Un certain nombre de participants ont demandé si la police avait besoin d'outils pénaux supplémentaires lorsque l'application des lois existantes posait problème.
L'application des lois pénales varie d'une juridiction à l'autre, et d'une activité liée au terrorisme à une activité de protestation. Nous souhaitons promouvoir une plus grande cohérence dans l'approche à l'échelle nationale. C'est pourquoi nous avons fait appel à un comité spécial de l'Association canadienne des chefs de police (ACCP), dont Mark est le membre non policier, afin d'examiner les incohérences dans l'application de la loi dans les affaires motivées par la haine, en mettant particulièrement l'accent sur les crimes antisémites. Cependant, un certain nombre de policiers et la CACP estiment que des outils plus efficaces pourraient s'ajouter aux outils existants afin de renforcer l'application de la loi. Il s'agit notamment de nouvelles infractions d'intimidation et d'entrave.

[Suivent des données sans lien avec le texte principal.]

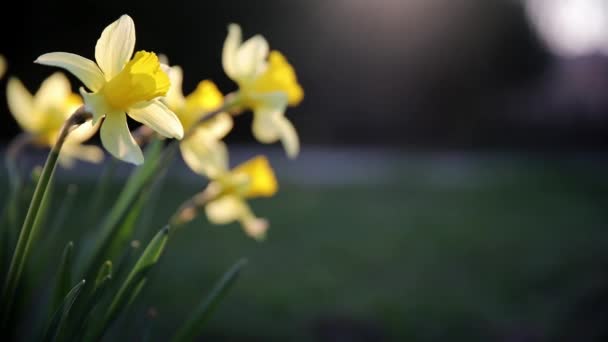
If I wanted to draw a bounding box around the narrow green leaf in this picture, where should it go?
[43,279,85,341]
[1,144,61,328]
[93,260,112,292]
[51,241,74,311]
[82,139,169,277]
[46,184,78,243]
[93,226,169,340]
[86,157,120,224]
[172,259,247,342]
[69,260,113,341]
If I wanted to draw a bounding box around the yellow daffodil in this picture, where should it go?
[36,15,184,164]
[222,24,304,158]
[0,55,6,79]
[6,73,103,166]
[164,66,232,177]
[205,151,278,239]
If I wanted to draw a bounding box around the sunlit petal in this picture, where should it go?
[6,77,40,132]
[274,115,300,158]
[34,52,105,91]
[66,116,101,144]
[59,142,104,166]
[236,35,268,78]
[101,112,144,165]
[239,214,270,241]
[179,129,228,179]
[163,66,186,110]
[34,72,72,109]
[222,24,242,80]
[129,101,184,139]
[95,15,135,81]
[80,88,114,124]
[201,113,234,140]
[205,195,248,224]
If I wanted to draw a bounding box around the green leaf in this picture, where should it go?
[70,260,112,341]
[93,226,169,340]
[51,241,74,311]
[43,279,85,341]
[82,139,169,278]
[1,144,62,328]
[93,260,112,292]
[172,259,247,342]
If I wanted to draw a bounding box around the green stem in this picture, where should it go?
[1,107,92,329]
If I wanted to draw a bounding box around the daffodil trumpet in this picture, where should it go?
[2,106,93,328]
[35,15,184,165]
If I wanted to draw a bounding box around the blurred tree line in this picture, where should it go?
[0,0,608,149]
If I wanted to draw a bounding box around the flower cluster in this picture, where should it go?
[5,15,304,238]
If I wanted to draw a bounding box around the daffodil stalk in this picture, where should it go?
[2,107,93,327]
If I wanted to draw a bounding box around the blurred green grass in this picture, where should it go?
[3,158,608,341]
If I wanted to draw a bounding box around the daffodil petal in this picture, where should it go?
[34,72,72,110]
[101,112,144,165]
[34,52,105,92]
[222,24,242,80]
[60,142,104,163]
[80,88,113,125]
[179,129,228,179]
[95,14,135,81]
[163,66,186,110]
[66,115,101,144]
[200,113,234,140]
[239,215,270,241]
[252,109,300,158]
[236,35,269,78]
[0,55,6,79]
[129,100,184,139]
[251,109,283,144]
[205,195,247,224]
[275,116,300,159]
[6,77,40,133]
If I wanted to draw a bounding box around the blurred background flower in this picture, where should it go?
[0,0,608,341]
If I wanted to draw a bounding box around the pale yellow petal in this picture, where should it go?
[66,120,101,144]
[6,77,40,134]
[275,115,300,159]
[34,72,72,111]
[129,100,184,139]
[101,112,144,165]
[163,66,186,111]
[0,55,6,79]
[205,195,248,224]
[80,88,114,125]
[235,35,269,79]
[252,109,300,158]
[231,155,279,198]
[34,52,105,92]
[59,142,104,164]
[222,24,242,80]
[251,108,283,144]
[239,215,270,241]
[179,129,228,179]
[200,113,234,140]
[95,14,135,81]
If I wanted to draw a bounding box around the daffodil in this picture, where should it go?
[205,153,278,239]
[0,55,6,79]
[164,66,232,177]
[222,24,304,158]
[6,72,103,166]
[36,15,184,164]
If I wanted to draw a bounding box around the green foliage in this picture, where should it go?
[2,139,247,341]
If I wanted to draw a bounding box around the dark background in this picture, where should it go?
[0,0,608,151]
[0,0,608,342]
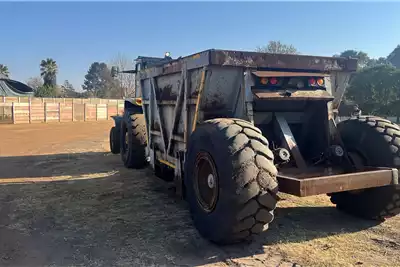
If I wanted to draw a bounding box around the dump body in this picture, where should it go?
[136,50,396,196]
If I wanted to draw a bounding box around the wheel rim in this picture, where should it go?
[121,127,128,159]
[194,152,219,213]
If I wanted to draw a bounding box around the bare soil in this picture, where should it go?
[0,121,400,266]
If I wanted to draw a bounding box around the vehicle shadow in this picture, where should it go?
[0,152,121,179]
[0,153,382,266]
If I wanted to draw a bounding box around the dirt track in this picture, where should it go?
[0,122,400,266]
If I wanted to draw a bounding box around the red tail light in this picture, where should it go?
[269,78,278,85]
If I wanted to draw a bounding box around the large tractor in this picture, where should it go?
[110,50,400,244]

Certains outils sont conçus pour garantir que les crimes motivés par la haine soient traités plus sévèrement (par exemple, la nouvelle infraction motivée par la haine qui traite plus sévèrement les infractions conventionnelles motivées par la haine). La suppression de l'accord du procureur général pour certaines affaires portées devant la justice par la police améliorera la rapidité du traitement. La définition légale de la haine répondra aux préoccupations de la police, dont les agents ne comprennent pas clairement la signification de ce terme. La nouvelle infraction relative à l'affichage de symboles fournit à la police des indications plus précises sur les symboles à traiter, mais elle doit s'accompagner d'une formation sur les symboles terroristes utilisés.